Sábado 23 de septiembre de 1815


Le agradó encontrar en la joven una actitud receptiva con el comportamiento de su hermana. Al fin y al cabo, lo que tenían que discutir en ese momento iba más allá de una riña familiar en la que no se encontraría muy cómodo mediando.

Audrey recibió la información de Wickam con sorpresa, o eso era lo que intuía William viendo su rostro. En realidad, eso era buena señal, mucho mejor que su actitud se tornase más distante o que se avergonzase, ya que creía que de la forma en la que se estaba comportando ella era menos probable que durante la noche del baile el hombre se hubiese aprovechado de ella.

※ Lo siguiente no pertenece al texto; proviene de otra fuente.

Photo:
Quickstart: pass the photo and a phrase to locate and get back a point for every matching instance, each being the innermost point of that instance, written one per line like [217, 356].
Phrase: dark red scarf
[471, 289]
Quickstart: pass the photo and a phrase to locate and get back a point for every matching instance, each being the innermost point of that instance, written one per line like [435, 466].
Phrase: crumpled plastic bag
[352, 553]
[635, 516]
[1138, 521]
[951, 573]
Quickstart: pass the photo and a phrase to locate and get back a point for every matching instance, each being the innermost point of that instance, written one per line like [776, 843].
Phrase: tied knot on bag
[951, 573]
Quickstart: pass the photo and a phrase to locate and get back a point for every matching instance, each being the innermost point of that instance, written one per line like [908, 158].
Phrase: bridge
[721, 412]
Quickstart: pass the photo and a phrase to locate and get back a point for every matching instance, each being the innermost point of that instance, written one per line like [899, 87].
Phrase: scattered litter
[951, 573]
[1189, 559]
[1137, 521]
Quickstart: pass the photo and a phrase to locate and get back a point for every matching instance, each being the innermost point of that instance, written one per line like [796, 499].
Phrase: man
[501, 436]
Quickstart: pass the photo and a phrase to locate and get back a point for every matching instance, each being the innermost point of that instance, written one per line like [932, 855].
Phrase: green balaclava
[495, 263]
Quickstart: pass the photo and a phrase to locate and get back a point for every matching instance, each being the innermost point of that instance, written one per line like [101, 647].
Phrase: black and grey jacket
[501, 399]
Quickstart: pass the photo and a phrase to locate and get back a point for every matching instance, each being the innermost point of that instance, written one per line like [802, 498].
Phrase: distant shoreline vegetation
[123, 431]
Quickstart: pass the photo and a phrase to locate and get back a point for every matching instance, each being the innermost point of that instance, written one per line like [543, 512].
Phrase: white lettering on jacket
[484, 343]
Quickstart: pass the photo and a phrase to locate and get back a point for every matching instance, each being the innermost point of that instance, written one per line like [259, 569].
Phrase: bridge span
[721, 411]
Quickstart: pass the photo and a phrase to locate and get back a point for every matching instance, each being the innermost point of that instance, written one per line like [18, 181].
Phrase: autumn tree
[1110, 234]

- Lizzie tiene más información porque lo ha visto. - Volvió a repetir, tratando de dejar claro que no había sido ella la víctima. No era cierto, pero el párroco prefería mentirle que poner en riesgo la nobleza de la Bennet; además, no había conseguido hacer nada, en parte, gracias a su intervención. - Si habláis con ella, podéis decirle que habéis hablado conmigo sobre él. - Hizo un breve asentimiento con la cabeza. Le daba la sensación de que eso podía traerle problemas con ella, si malentendía la conversación, pero no se le ocurría otra forma de demostrarle a la señorita Jones lo peligrosa que era la situación.

La notó un tanto nerviosa; no era para menos, después de lo que acababa de contarle. Tampoco tenía intención de profundizar en lo que había pasado para que Audrey le contase más de lo que quería.

- Lady Jones, vos no os imaginábais los motivos por los que yo os hablaba de tal forma. No habéis hecho nada mal. - Una pequeña sonrisa se le dibujó en el rostro e hizo un leve gesto con la cabeza, tratando de convencerla de lo que decía.

Apuró la taza de té y se levantó en el momento en el que ella lo apuró para que se fuera. No tenía dudas de que era un momento difícil para ella; tendría mucho en lo que pensar y también era probable que lo quisiese llevar a espaldas de Agnes. No la conocía tanto, pero le sorprendería que lo fuese a gestionar de otra forma.

- Ruego que me disculpéis, pero me tengo que ir. - Dijo poniéndose en pie, con intención de dejarla con sus pensamientos. - Señorita Jones, si hay algo que me queráis contar o si hay algo que necesitéis, no dudéis en escribir. - La miró a los ojos, de forma seria.

Esperó a que ella tuviese el espacio necesario por si quería decirle algo más, antes de marcharse al carromato. Esos días, con el Padre Barbany de viaje se le acumulaban los quehaceres.